Miller “The next bizarre speculation is about why I gave 100-points to five 2004 wines (1 Toro, 1 Ribera del Duero, 2 Riojas, and 1 Priorat). I gave them because what was in the bottle was that good. To me, 2004 ranks as one of Spain’s greatest vintages. I have since retasted all of those wines (usually in a vertical context in which the 2004s stand out) and they only confirm the accuracy of my scores”.

Casado “The most notable revelation was that his hundred points to to each of the five Spanish wines were those of a man who found himself between a rock and a hard place. His boss, Robert Parker had given 99 points in the previous vintage, 2003, to the same five wines and given the evidence that the subsequent 2004 vintage was noticeable better, Miller had no choice but to push (the same wines’s scores) to the highest level”.

Miller “By the way, I have since added the 2004 Remirez de Ganuza Gran Reserva to the 100-point level. I called it as I saw it and with no agenda in mind. I hope this will begin to set the record straight”.

The quotes from Casado were first published in Elmundovino in Spanish.

Photo Courtesy of raqueliquida.wordpress.com

2 Comments

  1. Hi Ed… Thanks for dropping by and posting. Attacking people on a personal level is wrong. Casado’s article was not appropriate on so many levels.

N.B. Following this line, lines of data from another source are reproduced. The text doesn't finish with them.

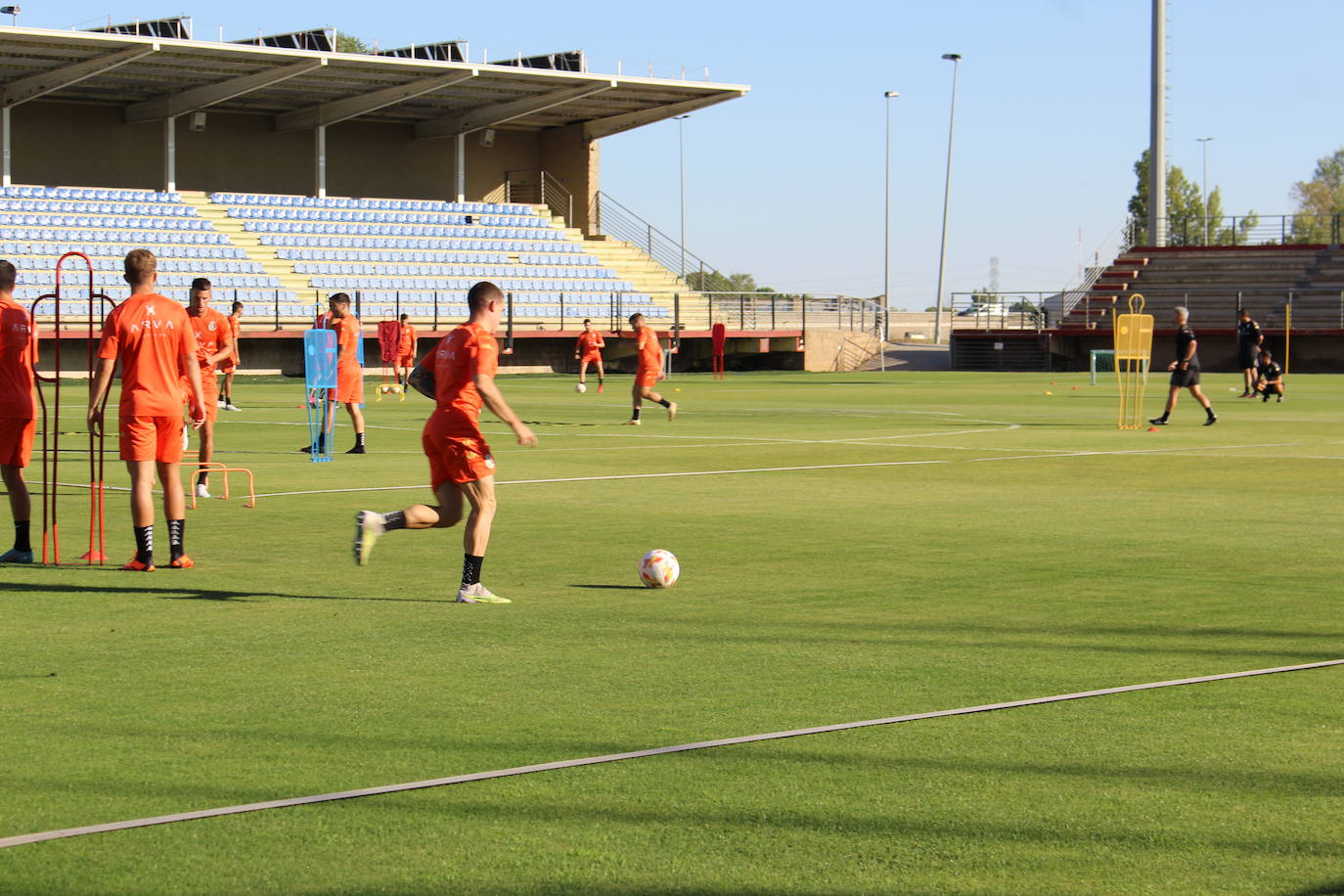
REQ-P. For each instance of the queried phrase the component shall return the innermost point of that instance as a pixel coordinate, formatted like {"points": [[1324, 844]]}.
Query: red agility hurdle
{"points": [[94, 313]]}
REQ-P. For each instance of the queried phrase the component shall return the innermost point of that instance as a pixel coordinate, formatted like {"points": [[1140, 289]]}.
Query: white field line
{"points": [[780, 469], [635, 754]]}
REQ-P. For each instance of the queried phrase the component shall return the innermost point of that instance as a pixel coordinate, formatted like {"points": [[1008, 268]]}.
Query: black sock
{"points": [[471, 568], [146, 544], [176, 529]]}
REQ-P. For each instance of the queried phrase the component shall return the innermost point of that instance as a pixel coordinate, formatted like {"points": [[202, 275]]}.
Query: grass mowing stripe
{"points": [[636, 754]]}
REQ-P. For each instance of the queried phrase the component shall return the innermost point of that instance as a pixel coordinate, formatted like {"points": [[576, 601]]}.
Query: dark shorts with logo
{"points": [[1186, 378]]}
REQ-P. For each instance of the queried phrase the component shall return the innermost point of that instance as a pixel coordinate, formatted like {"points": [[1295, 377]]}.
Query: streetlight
{"points": [[886, 242], [955, 58], [680, 161], [1203, 146]]}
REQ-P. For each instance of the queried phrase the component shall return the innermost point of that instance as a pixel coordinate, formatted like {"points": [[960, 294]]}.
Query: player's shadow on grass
{"points": [[187, 593]]}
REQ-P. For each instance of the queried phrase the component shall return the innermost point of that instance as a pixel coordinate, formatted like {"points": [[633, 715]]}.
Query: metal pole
{"points": [[886, 240], [946, 193], [1157, 130], [1208, 205]]}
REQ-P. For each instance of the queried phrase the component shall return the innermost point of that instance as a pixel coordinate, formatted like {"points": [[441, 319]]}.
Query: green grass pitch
{"points": [[1012, 544]]}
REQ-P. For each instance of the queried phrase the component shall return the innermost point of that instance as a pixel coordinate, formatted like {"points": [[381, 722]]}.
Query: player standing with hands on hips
{"points": [[460, 377], [1185, 370], [648, 373], [154, 338]]}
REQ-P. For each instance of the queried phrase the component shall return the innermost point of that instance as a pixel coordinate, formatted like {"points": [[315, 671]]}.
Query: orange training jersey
{"points": [[211, 328], [460, 356], [347, 341], [589, 342], [650, 351], [17, 399], [155, 341]]}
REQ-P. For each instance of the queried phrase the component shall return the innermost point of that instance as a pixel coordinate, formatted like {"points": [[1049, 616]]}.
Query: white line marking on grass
{"points": [[635, 754], [775, 469]]}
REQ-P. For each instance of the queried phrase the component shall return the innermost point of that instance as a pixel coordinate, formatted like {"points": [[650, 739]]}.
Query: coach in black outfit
{"points": [[1185, 370], [1249, 338]]}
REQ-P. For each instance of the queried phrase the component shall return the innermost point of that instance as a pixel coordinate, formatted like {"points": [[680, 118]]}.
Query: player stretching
{"points": [[589, 351], [229, 364], [1271, 378], [1185, 371], [18, 411], [212, 345], [648, 373], [459, 375], [1249, 338], [155, 341], [349, 375], [405, 351]]}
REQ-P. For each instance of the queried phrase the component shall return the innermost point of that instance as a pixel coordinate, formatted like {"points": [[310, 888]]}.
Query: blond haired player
{"points": [[460, 377], [648, 373], [212, 345], [18, 411], [154, 338]]}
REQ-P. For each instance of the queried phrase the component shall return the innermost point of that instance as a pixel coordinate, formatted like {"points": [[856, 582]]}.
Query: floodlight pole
{"points": [[886, 241], [955, 58], [1208, 204]]}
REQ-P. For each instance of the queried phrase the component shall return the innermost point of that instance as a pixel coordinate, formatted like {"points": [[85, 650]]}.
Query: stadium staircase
{"points": [[1214, 281]]}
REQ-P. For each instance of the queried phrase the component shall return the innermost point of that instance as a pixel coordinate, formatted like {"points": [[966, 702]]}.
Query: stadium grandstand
{"points": [[285, 171]]}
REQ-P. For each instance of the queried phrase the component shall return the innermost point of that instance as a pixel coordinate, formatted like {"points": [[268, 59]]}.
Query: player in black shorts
{"points": [[1271, 381], [1185, 370], [1249, 338]]}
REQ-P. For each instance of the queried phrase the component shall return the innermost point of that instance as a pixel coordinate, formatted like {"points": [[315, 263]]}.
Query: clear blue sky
{"points": [[786, 183]]}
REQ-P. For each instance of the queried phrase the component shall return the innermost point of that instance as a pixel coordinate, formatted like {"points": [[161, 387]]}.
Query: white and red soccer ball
{"points": [[658, 568]]}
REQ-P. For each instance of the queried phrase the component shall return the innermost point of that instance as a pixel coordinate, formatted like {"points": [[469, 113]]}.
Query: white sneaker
{"points": [[369, 527], [478, 594]]}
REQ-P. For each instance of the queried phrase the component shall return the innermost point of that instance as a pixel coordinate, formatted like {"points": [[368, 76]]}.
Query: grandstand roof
{"points": [[155, 78]]}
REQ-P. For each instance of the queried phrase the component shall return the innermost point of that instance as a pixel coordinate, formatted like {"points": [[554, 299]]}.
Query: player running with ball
{"points": [[460, 377], [648, 373]]}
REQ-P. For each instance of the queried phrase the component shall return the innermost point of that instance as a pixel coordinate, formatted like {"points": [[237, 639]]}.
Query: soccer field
{"points": [[852, 547]]}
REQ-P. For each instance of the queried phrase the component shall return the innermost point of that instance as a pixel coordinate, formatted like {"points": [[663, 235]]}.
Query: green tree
{"points": [[1320, 202], [1187, 211], [349, 43]]}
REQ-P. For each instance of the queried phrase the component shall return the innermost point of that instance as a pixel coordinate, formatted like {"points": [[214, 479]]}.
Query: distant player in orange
{"points": [[460, 377], [349, 375], [18, 411], [405, 351], [212, 345], [154, 338], [229, 364], [589, 351], [648, 373]]}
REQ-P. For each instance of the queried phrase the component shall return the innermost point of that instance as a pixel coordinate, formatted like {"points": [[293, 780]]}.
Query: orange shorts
{"points": [[151, 438], [349, 387], [456, 460], [17, 441]]}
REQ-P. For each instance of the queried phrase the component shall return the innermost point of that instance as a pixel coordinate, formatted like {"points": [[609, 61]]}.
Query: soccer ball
{"points": [[658, 568]]}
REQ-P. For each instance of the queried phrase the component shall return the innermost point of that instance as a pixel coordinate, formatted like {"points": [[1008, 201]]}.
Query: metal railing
{"points": [[610, 218], [1247, 230], [541, 188]]}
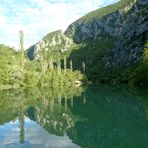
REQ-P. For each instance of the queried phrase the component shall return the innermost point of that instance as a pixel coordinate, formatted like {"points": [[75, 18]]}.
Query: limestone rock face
{"points": [[127, 24], [55, 41]]}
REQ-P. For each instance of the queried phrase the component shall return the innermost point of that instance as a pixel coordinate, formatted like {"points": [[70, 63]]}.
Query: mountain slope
{"points": [[110, 41]]}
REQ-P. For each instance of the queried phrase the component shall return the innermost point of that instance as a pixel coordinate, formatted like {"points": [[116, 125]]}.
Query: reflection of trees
{"points": [[55, 117], [115, 118]]}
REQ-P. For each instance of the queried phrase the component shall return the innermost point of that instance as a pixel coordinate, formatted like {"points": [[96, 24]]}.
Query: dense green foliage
{"points": [[17, 71]]}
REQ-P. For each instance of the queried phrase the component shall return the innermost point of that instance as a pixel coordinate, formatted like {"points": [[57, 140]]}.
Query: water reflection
{"points": [[97, 117]]}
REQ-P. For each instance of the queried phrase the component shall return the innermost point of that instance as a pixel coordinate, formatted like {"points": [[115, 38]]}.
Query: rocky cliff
{"points": [[113, 36]]}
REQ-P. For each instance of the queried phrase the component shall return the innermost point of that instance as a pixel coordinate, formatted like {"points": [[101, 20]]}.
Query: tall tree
{"points": [[21, 36]]}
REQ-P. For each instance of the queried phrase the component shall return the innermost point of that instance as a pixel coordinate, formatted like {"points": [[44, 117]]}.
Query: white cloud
{"points": [[39, 17]]}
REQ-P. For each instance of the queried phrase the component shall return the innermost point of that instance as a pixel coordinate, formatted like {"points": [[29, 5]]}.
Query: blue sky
{"points": [[39, 17]]}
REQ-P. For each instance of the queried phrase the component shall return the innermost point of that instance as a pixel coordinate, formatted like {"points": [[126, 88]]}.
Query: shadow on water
{"points": [[74, 117]]}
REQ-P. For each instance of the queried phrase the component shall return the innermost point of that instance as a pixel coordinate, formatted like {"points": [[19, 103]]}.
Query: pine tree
{"points": [[65, 64], [71, 68], [21, 36], [83, 67]]}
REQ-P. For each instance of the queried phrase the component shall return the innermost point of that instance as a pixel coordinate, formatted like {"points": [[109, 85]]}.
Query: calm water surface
{"points": [[98, 117]]}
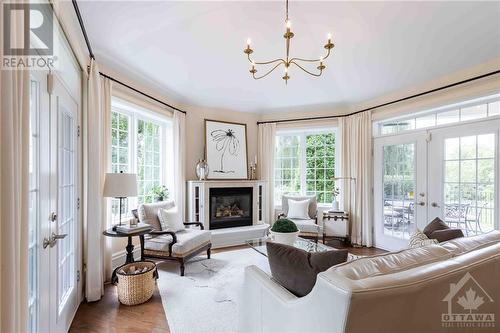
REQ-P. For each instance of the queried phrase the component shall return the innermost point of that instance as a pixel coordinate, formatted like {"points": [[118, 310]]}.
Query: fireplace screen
{"points": [[230, 207]]}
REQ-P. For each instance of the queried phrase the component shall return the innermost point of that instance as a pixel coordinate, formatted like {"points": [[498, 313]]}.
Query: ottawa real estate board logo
{"points": [[469, 305], [28, 36]]}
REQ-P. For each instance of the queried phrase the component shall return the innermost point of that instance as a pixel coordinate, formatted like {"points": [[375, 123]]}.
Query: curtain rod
{"points": [[142, 93], [384, 104], [92, 56]]}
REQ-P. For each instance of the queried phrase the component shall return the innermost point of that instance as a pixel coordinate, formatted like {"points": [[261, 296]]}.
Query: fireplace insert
{"points": [[231, 207]]}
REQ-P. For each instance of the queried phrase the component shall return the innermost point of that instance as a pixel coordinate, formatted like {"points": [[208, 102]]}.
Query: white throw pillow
{"points": [[419, 239], [298, 209], [170, 219]]}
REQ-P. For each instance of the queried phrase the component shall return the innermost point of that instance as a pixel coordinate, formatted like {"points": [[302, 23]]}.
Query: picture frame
{"points": [[226, 150]]}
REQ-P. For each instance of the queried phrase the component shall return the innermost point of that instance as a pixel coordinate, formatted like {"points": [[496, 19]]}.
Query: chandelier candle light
{"points": [[287, 61]]}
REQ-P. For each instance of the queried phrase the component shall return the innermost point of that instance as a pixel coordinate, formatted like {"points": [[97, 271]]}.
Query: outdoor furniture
{"points": [[308, 228], [179, 246]]}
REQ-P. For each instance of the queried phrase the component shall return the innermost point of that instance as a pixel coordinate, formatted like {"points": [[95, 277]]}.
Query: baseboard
{"points": [[118, 258]]}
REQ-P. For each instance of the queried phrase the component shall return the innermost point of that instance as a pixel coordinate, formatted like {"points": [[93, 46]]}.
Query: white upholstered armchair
{"points": [[163, 244]]}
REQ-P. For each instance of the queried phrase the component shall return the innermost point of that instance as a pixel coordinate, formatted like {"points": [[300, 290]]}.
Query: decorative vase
{"points": [[335, 205], [287, 238], [202, 169]]}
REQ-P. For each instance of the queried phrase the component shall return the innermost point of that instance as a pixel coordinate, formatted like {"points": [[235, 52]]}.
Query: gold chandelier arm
{"points": [[265, 62], [311, 60], [305, 70], [269, 72]]}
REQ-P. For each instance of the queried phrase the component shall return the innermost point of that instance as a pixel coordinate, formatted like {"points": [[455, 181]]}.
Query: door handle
{"points": [[56, 237], [53, 240], [53, 217]]}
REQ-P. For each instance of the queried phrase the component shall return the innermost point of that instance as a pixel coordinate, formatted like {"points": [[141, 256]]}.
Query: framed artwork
{"points": [[226, 149]]}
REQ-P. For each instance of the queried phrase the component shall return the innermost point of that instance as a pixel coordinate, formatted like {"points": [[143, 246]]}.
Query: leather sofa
{"points": [[413, 290]]}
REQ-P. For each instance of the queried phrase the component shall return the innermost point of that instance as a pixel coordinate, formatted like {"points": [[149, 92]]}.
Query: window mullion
{"points": [[303, 164]]}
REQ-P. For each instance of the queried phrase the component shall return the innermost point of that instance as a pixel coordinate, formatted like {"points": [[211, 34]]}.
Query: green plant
{"points": [[160, 192], [284, 225]]}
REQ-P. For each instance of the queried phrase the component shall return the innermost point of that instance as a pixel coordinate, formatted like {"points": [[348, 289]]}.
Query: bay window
{"points": [[140, 141], [305, 164]]}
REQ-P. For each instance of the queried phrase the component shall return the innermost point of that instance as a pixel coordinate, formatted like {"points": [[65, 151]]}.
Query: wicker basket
{"points": [[138, 288]]}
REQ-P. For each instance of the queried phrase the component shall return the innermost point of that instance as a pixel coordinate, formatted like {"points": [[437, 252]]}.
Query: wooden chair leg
{"points": [[181, 261]]}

Even sadder are the people reading it, that take it for granted everything in the article is true. It’s bad journalism.

    If anyone wants to take Miller to task for his reviews, that’s fair game. If they want to comment on any of his activities related to wine writing, that can and should share their opinion. There is no problem in critiquing the critic.

    But to openly disparage someone as a person, is not healthy or fair conduct. Sadly, the comments made by Casado will be searchable for years and due to their salacious nature, that’s what people will remember. I hope Miller’s honest reply get’s as much press, but I doubt it. Dog bites man does not get the same press as man bites dog.

    Regardless of where people stand, they should read and share Miller’s comments in this thread with equal enthusiasm and interest. But as it’s more in vogue to slam Robert Parker on the Internet today, than it is to be fair, I doubt that’s going to happen.

  2. Wow, I was waiting for “and then Jay’s dog bit me” . I find it hard to take Casado’s attack seriously- the personal stuff is just too over the top. Does paint Miller as a generous host who must feel totally taken advantage of.